Students who do not take the AP exams will be placed in a mathematics course according to how they perform on the Math Placement Test, administered by the UO Department of Mathematics. This is true for students who took calculus in high school but did not take or score high enough on the Calculus AP exams. Consequently, these students are advised to:

- Take the practice Math Placement Tests before taking the Math Placement Test.
- Complete the Math Placement Test as soon as possible after commitment to attend the UO, while their knowledge of mathematics gained from high school coursework is still fresh.

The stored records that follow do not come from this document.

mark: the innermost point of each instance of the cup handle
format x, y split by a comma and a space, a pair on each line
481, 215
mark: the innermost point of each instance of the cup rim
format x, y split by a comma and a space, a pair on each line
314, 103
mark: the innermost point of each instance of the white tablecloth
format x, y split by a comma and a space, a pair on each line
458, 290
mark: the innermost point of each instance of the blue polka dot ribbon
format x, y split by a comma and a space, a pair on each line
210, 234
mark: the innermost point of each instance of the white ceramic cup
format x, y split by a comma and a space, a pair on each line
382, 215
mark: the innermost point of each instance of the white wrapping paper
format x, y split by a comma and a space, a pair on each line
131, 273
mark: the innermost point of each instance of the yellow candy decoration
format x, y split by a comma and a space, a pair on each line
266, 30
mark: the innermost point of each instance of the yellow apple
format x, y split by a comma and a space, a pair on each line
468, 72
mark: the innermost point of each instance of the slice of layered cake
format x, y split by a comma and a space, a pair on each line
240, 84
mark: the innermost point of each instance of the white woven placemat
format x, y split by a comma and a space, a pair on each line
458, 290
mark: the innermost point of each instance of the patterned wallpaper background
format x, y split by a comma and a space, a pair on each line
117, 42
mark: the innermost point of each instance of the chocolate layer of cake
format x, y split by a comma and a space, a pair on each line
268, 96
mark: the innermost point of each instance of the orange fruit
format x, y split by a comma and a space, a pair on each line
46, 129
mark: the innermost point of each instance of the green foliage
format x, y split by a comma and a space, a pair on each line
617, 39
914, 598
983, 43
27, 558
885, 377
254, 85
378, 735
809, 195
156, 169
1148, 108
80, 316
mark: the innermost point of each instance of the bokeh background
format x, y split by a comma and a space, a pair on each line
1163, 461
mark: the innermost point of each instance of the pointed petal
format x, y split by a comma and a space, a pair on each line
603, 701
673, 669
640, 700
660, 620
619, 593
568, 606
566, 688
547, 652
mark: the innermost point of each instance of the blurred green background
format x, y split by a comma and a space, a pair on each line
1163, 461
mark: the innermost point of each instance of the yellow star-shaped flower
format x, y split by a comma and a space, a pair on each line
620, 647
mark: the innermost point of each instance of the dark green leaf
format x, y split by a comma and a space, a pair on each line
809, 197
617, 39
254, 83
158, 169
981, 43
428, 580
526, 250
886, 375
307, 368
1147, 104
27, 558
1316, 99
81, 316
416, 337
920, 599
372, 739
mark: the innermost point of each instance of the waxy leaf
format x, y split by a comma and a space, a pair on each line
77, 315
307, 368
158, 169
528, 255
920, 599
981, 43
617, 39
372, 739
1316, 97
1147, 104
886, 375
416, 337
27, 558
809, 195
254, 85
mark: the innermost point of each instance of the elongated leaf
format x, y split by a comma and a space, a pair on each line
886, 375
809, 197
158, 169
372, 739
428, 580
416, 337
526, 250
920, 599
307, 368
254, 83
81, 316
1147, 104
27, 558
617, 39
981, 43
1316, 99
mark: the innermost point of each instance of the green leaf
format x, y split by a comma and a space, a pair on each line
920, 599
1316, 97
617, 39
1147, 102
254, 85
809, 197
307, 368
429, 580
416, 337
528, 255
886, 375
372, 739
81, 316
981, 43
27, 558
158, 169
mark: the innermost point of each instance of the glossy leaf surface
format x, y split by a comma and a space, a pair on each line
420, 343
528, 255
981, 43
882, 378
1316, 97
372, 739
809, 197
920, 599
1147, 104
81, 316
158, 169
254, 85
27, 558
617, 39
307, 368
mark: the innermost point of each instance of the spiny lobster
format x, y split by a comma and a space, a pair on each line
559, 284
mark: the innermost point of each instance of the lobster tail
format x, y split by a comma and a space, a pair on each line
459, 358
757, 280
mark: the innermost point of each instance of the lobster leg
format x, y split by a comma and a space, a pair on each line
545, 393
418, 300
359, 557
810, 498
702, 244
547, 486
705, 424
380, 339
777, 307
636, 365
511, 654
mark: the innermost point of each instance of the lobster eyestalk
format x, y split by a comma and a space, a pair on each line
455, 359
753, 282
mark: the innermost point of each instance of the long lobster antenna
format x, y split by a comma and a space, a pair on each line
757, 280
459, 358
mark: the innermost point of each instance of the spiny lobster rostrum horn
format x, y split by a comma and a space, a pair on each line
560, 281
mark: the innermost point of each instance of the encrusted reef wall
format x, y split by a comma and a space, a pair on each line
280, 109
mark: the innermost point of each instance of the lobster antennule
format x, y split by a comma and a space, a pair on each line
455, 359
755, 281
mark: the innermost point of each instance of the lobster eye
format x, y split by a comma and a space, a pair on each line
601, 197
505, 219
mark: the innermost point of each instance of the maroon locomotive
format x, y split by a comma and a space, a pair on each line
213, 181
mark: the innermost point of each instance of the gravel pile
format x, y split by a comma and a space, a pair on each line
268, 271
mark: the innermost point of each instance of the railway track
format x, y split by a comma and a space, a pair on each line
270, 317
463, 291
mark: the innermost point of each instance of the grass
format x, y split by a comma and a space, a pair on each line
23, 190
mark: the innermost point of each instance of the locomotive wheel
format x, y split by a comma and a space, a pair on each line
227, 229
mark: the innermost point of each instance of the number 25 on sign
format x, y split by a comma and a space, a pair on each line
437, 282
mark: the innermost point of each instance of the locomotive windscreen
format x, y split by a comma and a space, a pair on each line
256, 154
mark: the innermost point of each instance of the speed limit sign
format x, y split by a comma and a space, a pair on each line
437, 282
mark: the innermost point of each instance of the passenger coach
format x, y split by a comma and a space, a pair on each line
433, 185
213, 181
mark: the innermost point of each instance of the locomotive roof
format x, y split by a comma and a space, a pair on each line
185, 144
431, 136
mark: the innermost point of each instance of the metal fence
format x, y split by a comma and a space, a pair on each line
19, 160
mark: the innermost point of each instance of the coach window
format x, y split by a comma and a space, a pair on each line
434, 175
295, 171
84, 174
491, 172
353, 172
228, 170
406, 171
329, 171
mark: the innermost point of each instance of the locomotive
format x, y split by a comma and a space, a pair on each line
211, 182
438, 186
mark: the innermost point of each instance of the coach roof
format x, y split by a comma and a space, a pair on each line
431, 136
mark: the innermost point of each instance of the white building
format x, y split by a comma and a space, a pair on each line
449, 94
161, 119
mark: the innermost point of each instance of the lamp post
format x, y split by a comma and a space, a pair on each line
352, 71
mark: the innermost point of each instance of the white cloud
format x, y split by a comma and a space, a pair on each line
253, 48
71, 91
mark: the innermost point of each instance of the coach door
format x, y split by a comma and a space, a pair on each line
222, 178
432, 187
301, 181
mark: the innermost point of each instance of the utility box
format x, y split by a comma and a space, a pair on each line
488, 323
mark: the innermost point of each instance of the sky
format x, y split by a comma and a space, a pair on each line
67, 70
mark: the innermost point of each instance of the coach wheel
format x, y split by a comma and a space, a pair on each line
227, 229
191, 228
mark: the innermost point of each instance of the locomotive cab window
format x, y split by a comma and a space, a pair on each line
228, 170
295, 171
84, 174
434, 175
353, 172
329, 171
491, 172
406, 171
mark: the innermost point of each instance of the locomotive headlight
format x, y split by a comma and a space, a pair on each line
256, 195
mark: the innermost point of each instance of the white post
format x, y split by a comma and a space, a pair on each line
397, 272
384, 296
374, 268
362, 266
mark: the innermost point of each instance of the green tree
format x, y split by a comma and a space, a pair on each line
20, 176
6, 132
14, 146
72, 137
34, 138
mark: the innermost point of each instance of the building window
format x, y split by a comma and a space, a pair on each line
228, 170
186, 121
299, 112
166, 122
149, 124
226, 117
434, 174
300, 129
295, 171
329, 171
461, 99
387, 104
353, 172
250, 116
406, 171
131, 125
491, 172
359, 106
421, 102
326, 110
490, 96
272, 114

### Chemistry Credits by Exam

Either General Chemistry (CH 221, 222) or Honors General Chemistry (CH 224, 225) are requirements for a bachelor’s degree in physics at the University of Oregon. Students can earn chemistry credits and complete part of their chemistry requirements for physics by:

- Scoring a 3, 4, or 5 (CH 221, CH 221 + 222, or CH 221-223) on the Chemistry Advanced Placement exam.
- Scoring well on the International Baccalaureate higher level Chemistry exam (see the Registrar’s Advanced Credit web page).

In general, students do not automatically receive credit for General Chemistry Lab when receiving AP or IB credit for General Chemistry.